Aku terdiam, ternyata sudah lama mas Afie menunggu.
"Tadi barang yang aku cari gak ada di minimarket simpang mas, jadi aku harus mencari di pasar yang letaknya lebih jauh"
"Kenapa sebelumnya gak pamit? Kamu biasanya selalu pamit"
"Aku lupa mas" aku malas mencari-cari alasan. Lupa alasan tercepat yang aku dapatkan.
"Lupa? Kamu benar-benar lupa atau kamu sudah tidak menghargai suamimu, sehingga kamu tidak memerlukan izin suamimu lagi untuk keluar dari rumah" mas Afie mulai meluapkan amarahnya.
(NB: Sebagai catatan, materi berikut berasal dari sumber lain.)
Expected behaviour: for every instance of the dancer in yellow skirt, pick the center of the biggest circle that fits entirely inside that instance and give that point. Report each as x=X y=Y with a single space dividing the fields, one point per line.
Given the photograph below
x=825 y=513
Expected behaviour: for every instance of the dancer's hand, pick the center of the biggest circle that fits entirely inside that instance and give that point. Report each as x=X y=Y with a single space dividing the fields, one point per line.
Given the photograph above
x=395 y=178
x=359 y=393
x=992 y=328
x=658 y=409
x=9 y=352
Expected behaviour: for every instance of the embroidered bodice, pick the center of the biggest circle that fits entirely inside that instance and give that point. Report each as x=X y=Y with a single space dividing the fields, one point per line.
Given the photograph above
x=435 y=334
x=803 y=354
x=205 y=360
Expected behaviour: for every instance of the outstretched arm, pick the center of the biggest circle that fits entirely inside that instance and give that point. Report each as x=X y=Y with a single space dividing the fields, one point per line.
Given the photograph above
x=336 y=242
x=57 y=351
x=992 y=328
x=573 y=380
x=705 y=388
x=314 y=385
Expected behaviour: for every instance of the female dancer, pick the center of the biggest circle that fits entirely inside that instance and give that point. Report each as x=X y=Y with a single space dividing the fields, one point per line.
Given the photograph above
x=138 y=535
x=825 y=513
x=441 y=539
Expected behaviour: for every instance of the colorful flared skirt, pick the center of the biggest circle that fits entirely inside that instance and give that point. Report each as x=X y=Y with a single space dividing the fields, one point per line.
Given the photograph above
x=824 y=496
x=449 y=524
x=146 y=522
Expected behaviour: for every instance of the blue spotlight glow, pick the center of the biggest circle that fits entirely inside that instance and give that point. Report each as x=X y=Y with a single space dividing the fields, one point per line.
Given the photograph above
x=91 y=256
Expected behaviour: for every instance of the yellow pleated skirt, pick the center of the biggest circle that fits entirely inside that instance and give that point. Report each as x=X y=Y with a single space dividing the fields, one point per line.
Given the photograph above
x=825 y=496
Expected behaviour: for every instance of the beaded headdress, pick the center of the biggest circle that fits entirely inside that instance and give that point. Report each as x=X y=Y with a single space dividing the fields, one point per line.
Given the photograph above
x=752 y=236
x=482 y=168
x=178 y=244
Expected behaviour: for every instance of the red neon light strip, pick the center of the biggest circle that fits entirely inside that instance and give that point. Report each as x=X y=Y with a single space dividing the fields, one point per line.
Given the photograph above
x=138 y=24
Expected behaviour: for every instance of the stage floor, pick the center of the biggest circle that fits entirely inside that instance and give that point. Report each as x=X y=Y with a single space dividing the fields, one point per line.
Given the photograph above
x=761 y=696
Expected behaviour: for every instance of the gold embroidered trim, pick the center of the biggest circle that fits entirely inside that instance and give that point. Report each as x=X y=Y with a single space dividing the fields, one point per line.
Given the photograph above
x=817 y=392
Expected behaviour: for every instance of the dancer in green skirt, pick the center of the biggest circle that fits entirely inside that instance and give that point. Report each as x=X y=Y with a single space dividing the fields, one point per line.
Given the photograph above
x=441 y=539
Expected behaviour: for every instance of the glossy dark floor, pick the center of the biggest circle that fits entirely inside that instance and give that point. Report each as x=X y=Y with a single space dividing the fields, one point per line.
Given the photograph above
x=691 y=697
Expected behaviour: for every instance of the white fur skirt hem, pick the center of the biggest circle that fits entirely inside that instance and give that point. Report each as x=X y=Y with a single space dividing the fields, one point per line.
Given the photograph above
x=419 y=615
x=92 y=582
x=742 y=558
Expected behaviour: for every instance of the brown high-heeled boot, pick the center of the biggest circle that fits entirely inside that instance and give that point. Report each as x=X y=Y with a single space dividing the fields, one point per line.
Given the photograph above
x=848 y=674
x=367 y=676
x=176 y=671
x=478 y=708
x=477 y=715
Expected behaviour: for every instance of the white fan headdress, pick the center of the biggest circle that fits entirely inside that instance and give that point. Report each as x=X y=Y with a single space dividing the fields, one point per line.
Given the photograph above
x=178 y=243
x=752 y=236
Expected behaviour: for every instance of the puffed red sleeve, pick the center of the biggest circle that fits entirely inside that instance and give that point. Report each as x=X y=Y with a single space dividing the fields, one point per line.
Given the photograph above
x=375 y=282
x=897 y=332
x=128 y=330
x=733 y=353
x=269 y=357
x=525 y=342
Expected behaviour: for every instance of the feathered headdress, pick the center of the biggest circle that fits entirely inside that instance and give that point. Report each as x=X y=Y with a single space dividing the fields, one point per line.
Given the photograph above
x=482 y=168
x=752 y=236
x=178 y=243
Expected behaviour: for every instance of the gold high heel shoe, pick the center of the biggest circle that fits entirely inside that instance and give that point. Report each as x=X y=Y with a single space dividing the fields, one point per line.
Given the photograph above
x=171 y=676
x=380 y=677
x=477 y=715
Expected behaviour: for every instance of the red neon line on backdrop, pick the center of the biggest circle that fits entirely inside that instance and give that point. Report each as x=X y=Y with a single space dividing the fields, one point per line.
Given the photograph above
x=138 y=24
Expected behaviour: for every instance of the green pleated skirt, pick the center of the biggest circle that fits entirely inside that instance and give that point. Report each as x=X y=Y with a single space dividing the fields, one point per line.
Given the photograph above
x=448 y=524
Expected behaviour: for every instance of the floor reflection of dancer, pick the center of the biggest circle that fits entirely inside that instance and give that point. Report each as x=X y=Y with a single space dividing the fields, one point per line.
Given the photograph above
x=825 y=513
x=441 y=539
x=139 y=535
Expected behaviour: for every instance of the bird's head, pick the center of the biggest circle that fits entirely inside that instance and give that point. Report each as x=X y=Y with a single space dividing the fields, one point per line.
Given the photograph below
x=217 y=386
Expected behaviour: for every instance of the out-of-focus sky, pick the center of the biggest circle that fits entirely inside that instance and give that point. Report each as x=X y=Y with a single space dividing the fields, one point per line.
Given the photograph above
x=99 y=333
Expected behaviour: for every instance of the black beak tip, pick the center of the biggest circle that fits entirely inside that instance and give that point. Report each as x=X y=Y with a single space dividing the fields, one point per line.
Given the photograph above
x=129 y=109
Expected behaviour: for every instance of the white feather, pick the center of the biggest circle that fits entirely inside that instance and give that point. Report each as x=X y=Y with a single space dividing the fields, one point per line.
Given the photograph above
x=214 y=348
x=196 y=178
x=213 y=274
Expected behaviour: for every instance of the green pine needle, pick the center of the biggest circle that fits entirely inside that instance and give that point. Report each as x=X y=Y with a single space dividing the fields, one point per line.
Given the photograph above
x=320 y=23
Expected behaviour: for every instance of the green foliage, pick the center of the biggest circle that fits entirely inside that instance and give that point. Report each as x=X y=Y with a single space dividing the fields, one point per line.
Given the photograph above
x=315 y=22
"Kamu kenapa mas, aku masih manusia, belum berubah jadi j*Lang, wajar aku lupa. Masalah begini saja membuatmu marah. Terus terang saja mas, yang membuatmu marah bukan aku keluar kan, tapi karena aku tidak mau kau madu iya kan" aku membalas ucapan keras suamiku. Jangan berharap kamu diam dan menuruti semua maumu mas.
"Dek, mas cuma ngingetin kamu, kamu masih istri mas, hargai mas, suamimu"
"Jangan tuntut aku untuk menghargaimu mas, aku sudah cukup sabar menghadapi tingkahmu" jawabku cepat.
"Apa maksud..."
"Jangan pura-pura tidak tau mas, jangan mengharap aku masih Line yang dulu, sedang aku tak melihat mas Afie yang dulu. Belajarlah untuk menerima atas apa yang sudah kamu perbuat" aku beranjak menuju kamar. Malas meladeni ucapan mas Afie. Ia menjadi lebih sering marah sekarang, masalah kecil saja membuatnya naik darah. Membuatku menjadi semakin ingin membuat masalah saja.